The dictionary of processes and their associated files.

Return type

dict(str, list(str))

Examples

>>> from pprint import pprint
>>> from tdub.data import quick_files
>>> qf = quick_files("/path/to/some_files") ## has 410472 ttbar samples
>>> pprint(qf["ttbar"])
['/path/to/some/files/ttbar_410472_FS_MC16a_nominal.root',
 '/path/to/some/files/ttbar_410472_FS_MC16d_nominal.root',
 '/path/to/some/files/ttbar_410472_FS_MC16e_nominal.root']
>>> qf = quick_files("/path/to/some/files", campaign="MC16d")
>>> pprint(qf["tW_DR"])
['/path/to/some/files/tW_DR_410648_FS_MC16d_nominal.root',
 '/path/to/some/files/tW_DR_410649_FS_MC16d_nominal.root']
>>> qf = quick_files("/path/to/some/files", campaign="MC16a")
>>> pprint(qf["Data"])
['/path/to/some/files/Data15_data15_Data_Data_nominal.root',
 '/path/to/some/files/Data16_data16_Data_Data_nominal.root']
tdub.data.selection_as_numexpr(selection)[source]

Get the numexpr selection string from an arbitrary selection.

Parameters

selection (str) – Selection string in ROOT or numexpr

Returns

Selection in numexpr format.

Return type

str

Examples

>>> selection = "reg1j1b == true && OS == true && mass_lep1jet1 < 155"
>>> from tdub.data import selection_as_numexpr
>>> selection_as_numexpr(selection)
'(reg1j1b == True) & (OS == True) & (mass_lep1jet1 < 155)'
tdub.data.selection_as_root(selection)[source]

Get the ROOT selection string from an arbitrary selection.

Parameters

selection (str) – The selection string in ROOT or numexpr

Returns

The same selection in ROOT format.

Return type

str

Examples

>>> selection = "(reg1j1b == True) & (OS == True) & (mass_lep1jet1 < 155)"
>>> from tdub.data import selection_as_root
>>> selection_as_root(selection)
'(reg1j1b == true) && (OS == true) && (mass_lep1jet1 < 155)'
tdub.data.selection_branches(selection)[source]

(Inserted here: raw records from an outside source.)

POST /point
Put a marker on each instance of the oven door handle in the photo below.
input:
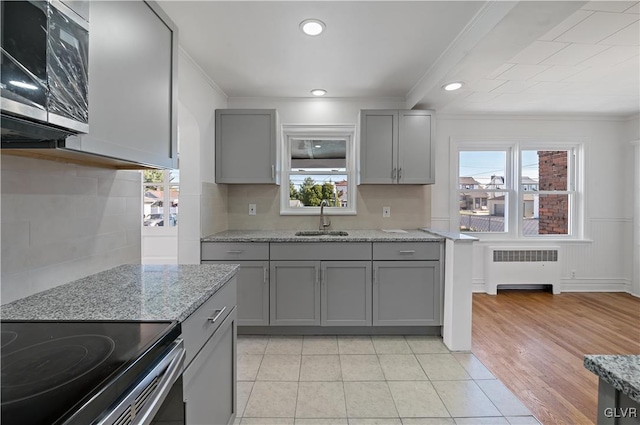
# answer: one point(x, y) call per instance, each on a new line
point(172, 364)
point(173, 372)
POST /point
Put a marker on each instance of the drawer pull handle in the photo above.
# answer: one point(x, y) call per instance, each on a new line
point(217, 315)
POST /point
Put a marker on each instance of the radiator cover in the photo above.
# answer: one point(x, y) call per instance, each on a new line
point(522, 266)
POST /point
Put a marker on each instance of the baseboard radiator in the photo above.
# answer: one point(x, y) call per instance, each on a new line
point(522, 266)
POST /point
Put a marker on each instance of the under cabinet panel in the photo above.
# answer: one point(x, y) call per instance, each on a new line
point(234, 251)
point(321, 251)
point(406, 293)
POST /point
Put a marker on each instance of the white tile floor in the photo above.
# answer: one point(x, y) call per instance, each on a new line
point(362, 380)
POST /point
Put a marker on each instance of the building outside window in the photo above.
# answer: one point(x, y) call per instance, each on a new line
point(161, 189)
point(519, 189)
point(318, 165)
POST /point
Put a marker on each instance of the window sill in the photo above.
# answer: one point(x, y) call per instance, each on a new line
point(533, 240)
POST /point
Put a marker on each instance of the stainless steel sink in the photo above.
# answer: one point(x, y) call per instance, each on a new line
point(322, 233)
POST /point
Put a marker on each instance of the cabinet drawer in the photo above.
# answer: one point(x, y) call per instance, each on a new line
point(199, 327)
point(406, 251)
point(321, 251)
point(234, 251)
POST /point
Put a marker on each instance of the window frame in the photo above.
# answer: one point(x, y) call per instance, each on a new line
point(513, 208)
point(166, 185)
point(331, 131)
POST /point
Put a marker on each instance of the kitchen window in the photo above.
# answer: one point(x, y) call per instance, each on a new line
point(161, 189)
point(519, 189)
point(318, 165)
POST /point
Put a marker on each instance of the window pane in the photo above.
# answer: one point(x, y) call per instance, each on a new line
point(153, 208)
point(482, 169)
point(174, 192)
point(483, 211)
point(318, 155)
point(310, 190)
point(544, 170)
point(545, 215)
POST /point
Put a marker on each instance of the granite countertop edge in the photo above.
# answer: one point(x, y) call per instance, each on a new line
point(413, 235)
point(127, 293)
point(621, 371)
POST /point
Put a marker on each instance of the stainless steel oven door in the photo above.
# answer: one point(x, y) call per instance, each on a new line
point(157, 397)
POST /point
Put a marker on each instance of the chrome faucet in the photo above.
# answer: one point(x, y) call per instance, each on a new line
point(323, 223)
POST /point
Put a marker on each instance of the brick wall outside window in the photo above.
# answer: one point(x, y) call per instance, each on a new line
point(554, 209)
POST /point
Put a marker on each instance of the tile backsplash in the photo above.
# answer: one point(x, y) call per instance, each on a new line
point(64, 221)
point(410, 208)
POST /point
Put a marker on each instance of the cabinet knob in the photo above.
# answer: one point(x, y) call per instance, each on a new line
point(216, 315)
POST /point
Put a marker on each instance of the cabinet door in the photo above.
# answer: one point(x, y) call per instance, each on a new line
point(415, 148)
point(378, 144)
point(406, 293)
point(246, 146)
point(253, 291)
point(295, 293)
point(346, 293)
point(133, 52)
point(210, 380)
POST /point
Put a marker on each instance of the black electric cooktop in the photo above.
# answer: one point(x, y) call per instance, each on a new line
point(70, 372)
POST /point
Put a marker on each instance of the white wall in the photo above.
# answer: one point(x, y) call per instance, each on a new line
point(410, 204)
point(61, 222)
point(604, 261)
point(202, 202)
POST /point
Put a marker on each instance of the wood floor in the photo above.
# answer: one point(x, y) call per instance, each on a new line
point(534, 343)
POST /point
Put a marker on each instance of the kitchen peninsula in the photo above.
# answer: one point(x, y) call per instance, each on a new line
point(351, 281)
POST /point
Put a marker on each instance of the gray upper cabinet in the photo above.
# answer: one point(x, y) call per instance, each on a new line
point(396, 147)
point(133, 49)
point(246, 146)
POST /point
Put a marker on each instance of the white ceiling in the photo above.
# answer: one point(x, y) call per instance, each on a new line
point(530, 57)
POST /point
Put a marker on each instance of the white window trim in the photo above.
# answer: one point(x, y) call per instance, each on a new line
point(161, 230)
point(343, 131)
point(514, 146)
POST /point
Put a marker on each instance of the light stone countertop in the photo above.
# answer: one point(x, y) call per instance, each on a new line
point(127, 292)
point(622, 372)
point(414, 235)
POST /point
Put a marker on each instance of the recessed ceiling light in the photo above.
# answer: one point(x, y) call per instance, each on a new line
point(312, 26)
point(453, 86)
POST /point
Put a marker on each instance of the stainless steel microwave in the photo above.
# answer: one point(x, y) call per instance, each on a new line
point(44, 75)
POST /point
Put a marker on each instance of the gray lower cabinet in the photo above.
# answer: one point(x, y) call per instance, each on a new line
point(406, 293)
point(252, 276)
point(295, 293)
point(253, 291)
point(345, 293)
point(210, 380)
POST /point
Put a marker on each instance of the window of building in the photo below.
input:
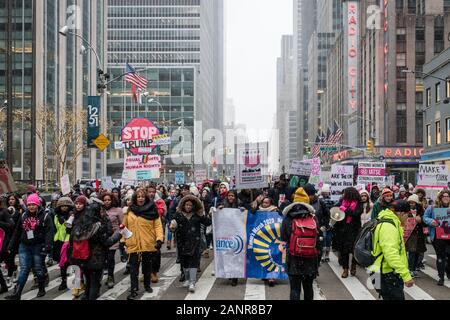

Construct the minimal set of branches required for a selection.

Parameters

selection (str) – Selection string in ROOT or numexpr

Returns

Necessary branches/variables

Return type

set(str)

Examples

>>> from tdub.data import minimal_selection_branches
>>> selection = "(reg1j1b == True) & (OS == True) & (mass_lep1lep2 > 100)"
>>> minimal_branches(selection)
{'OS', 'mass_lep1lep2', 'reg1j1b'}
>>> selection = "reg2j1b == true && OS == true && (mass_lep1jet1 < 155)"
>>> minimal_branches(selection)
{'OS', 'mass_lep1jet1', 'reg2j1b'}
tdub.data.selection_for(region, additional=None)[source]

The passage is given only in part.